Warm-Started Reinforcement Learning for Iterative 3D/2D Liver Registration
Pith reviewed 2026-05-21 09:05 UTC · model grok-4.3
The pith
A warm-started reinforcement learning policy registers preoperative CT to laparoscopic video by choosing transformation steps and a stopping point automatically.
A machine-rendered reading of the paper's core claim, the machinery that carries it, and where it could break.
Core claim
Formulating CT-to-video registration as a sequential decision process with a shared warm-started encoder and an RL policy head that outputs discrete six-degree-of-freedom actions plus a stop action produces alignments whose final target registration error is comparable to optimized supervised baselines while eliminating the need to choose step sizes or iteration counts by hand.
What carries the argument
A shared feature encoder warm-started from a supervised pose-estimation network whose output is fed to an RL policy head that selects discrete rigid transformations along six degrees of freedom and decides when to terminate the registration sequence.
If this is right
- Registration becomes fully automatic once the policy is trained, removing the requirement to select step sizes or stopping criteria for each new case.
- The learned policy converges faster than non-warm-started alternatives on the same data.
- The discrete-action formulation supplies a direct starting point for later extensions to continuous actions or deformable models.
- Accuracy remains within the range reported for supervised methods that still apply separate optimization refinement.
Where Pith is reading between the lines
- The same warm-start strategy could be tested on other rigid-registration problems where supervised pose networks already exist.
- If the stopping decision generalizes across patients, the method could reduce the need for per-case parameter tuning in operating-room software.
- Replacing the discrete action space with a learned continuous controller might further improve final alignment without changing the warm-start backbone.
Load-bearing premise
The warm-started encoder supplies sufficiently stable geometric features for the reinforcement-learning policy to learn useful transformation steps and a reliable stopping rule.
What would settle it
An ablation in which the same RL policy head is trained from random initialization instead of the supervised warm-start and still reaches the same final TRE and convergence speed on the identical public dataset.

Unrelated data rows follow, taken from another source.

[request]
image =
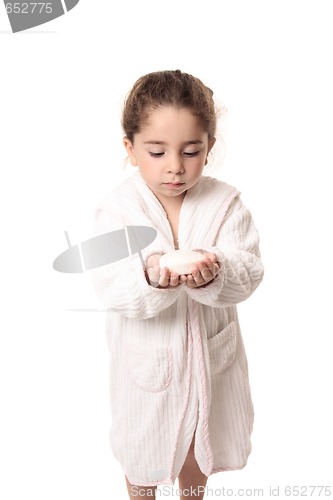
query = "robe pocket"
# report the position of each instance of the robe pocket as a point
(222, 349)
(149, 365)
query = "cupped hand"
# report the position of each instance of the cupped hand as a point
(201, 273)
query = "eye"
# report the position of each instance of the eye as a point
(156, 155)
(195, 153)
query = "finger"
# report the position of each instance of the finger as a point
(164, 277)
(174, 279)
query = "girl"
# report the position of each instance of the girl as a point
(180, 397)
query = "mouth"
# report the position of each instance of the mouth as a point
(174, 185)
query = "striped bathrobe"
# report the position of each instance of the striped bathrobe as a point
(178, 366)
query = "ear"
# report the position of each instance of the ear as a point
(210, 145)
(130, 151)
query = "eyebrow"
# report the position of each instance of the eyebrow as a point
(164, 143)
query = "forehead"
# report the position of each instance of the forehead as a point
(170, 121)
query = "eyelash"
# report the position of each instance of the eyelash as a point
(159, 155)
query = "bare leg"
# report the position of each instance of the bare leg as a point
(141, 492)
(191, 479)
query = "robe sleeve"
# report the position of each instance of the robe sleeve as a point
(122, 286)
(238, 254)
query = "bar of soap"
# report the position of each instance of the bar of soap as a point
(180, 261)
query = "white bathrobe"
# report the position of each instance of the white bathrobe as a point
(178, 365)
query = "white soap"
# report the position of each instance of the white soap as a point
(180, 261)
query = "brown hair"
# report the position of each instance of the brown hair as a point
(168, 88)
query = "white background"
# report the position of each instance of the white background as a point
(61, 90)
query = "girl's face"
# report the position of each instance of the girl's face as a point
(170, 151)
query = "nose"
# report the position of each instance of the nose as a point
(176, 165)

read the original abstract
Registration between preoperative CT and intraoperative laparoscopic video plays a crucial role in augmented reality (AR) guidance for minimally invasive surgery. Learning-based methods have recently achieved registration errors comparable to optimization-based approaches while offering faster inference. However, many supervised methods produce coarse alignments that rely on additional optimization-based refinement, thereby increasing inference time. We present a discrete-action reinforcement learning (RL) framework that formulates CT-to-video registration as a sequential decision-making process. A shared feature encoder, warm-started from a supervised pose estimation network to provide stable geometric features and faster convergence, extracts representations from CT renderings and laparoscopic frames, while an RL policy head learns to choose rigid transformations along six degrees of freedom and to decide when to stop the iteration. Experiments on a public laparoscopic dataset demonstrated that our method achieved an average target registration error (TRE) of 15.70 mm, comparable to supervised approaches with optimization, while achieving faster convergence. The proposed RL-based formulation enables automated, efficient iterative registration without manually tuned step sizes or stopping criteria. This discrete framework provides a practical foundation for future continuous-action and deformable registration models in surgical AR applications.
Editorial analysis
A structured set of objections, weighed in public.
Referee Report
Summary. The manuscript introduces a discrete-action reinforcement learning framework for iterative 3D/2D registration of preoperative CT to intraoperative laparoscopic video for liver AR guidance. A shared feature encoder is warm-started from a supervised pose estimation network to extract geometric representations from CT renderings and video frames; an RL policy head then selects rigid 6DoF transformations and learns an automated stopping criterion. Experiments on a public laparoscopic dataset report an average target registration error (TRE) of 15.70 mm, claimed to be comparable to supervised methods that include optimization-based refinement while achieving faster convergence without manual step-size or stopping tuning.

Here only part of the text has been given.